The Charlotte Hornets finally addressed their dire shooting situation by selecting P.J. Hairston 26th overall.
Hairston is an interesting pick because he had to go ply his trade in the D-League this season after being ruled ineligible by North Carolina, making this something of a homecoming in Charlotte. He was ruled ineligible for receiving benefits after he was pulled over this summer in a Camaro for speeding. However, it wasn’t the worst thing in the world because after getting to the D-League, Hairston put up massive scoring lines and actually improved his stock.
It’s fair to say he addresses a major need for the Hornets. Outside of Gary Neal, their only returning league-average three point shooter was Gerald Henderson. I would assume that Hairston will be able to come off of the bench immediately and space the floor. He’s hit or miss defensively, depending on his effort level. When he wants to, he absolutely gets after it on that end and his length causes significant problems for the opposition. When he doesn’t, he tends to get lost off the ball and caught ball-watching. I imagine that under Steve Clifford’s tutelage that will change, or he simply won’t play.
It’s also worth mentioning that Hairston can have a tendency to ball stop through the chucking of the basketball at the rim. With guys like Kemba Walker and especially Gary Neal — given that Neal will most likely be playing with Hairston off the bench — that could get cumbersome for the Hornets’ ball movement. They could use a strong caretaker point guard off the bench in free agency this offseason who gets everyone involved as opposed to looking for his own shots. Overall though, I like this pick for the Hornets.
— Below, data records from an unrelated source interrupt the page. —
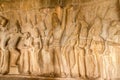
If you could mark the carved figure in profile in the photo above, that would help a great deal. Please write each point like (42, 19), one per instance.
(35, 52)
(14, 36)
(82, 43)
(4, 53)
(95, 48)
(112, 48)
(25, 45)
(57, 32)
(44, 26)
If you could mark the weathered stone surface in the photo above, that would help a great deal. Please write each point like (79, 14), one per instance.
(59, 39)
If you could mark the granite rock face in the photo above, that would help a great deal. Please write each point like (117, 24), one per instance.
(60, 38)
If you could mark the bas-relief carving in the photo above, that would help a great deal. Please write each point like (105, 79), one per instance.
(61, 42)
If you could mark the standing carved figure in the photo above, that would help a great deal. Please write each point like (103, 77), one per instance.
(81, 49)
(45, 28)
(14, 36)
(95, 48)
(4, 53)
(58, 29)
(112, 48)
(25, 45)
(34, 53)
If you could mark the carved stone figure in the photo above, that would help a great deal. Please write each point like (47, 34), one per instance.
(34, 53)
(82, 43)
(25, 46)
(4, 53)
(97, 48)
(58, 28)
(14, 36)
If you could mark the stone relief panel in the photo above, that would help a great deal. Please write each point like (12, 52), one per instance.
(63, 41)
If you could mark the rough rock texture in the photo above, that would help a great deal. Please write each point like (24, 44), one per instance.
(74, 39)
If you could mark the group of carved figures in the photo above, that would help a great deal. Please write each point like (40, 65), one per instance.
(59, 43)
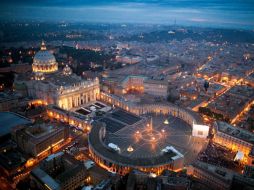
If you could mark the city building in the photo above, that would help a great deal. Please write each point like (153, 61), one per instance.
(39, 140)
(62, 88)
(10, 120)
(10, 101)
(236, 139)
(136, 83)
(213, 176)
(59, 171)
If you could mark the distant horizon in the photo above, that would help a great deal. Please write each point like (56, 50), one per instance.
(233, 14)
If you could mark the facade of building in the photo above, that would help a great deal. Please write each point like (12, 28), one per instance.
(59, 171)
(39, 139)
(235, 139)
(62, 88)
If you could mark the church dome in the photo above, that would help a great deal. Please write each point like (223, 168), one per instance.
(44, 61)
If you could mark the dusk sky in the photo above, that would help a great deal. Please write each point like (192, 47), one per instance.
(219, 13)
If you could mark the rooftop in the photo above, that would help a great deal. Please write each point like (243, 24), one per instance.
(235, 132)
(9, 120)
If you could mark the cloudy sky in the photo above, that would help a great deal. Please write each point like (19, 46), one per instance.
(225, 13)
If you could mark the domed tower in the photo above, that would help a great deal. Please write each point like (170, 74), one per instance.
(44, 61)
(67, 70)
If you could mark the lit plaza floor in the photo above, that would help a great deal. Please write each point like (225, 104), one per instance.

Hairston is a good value that addressees a need.
Including their first selection, this was a good round for the Hornets. They picked up a couple of extra picks to move down and most likely get the same guy they were going to take at 24. Plus, they ended up taking a guy who was perceived to be falling and is an excellent fit for their team in Noah Vonleh. Smart moves here from general manager Rich Cho, and ones that could especially pay major dividends if they catch lightning in a bottle in the second round.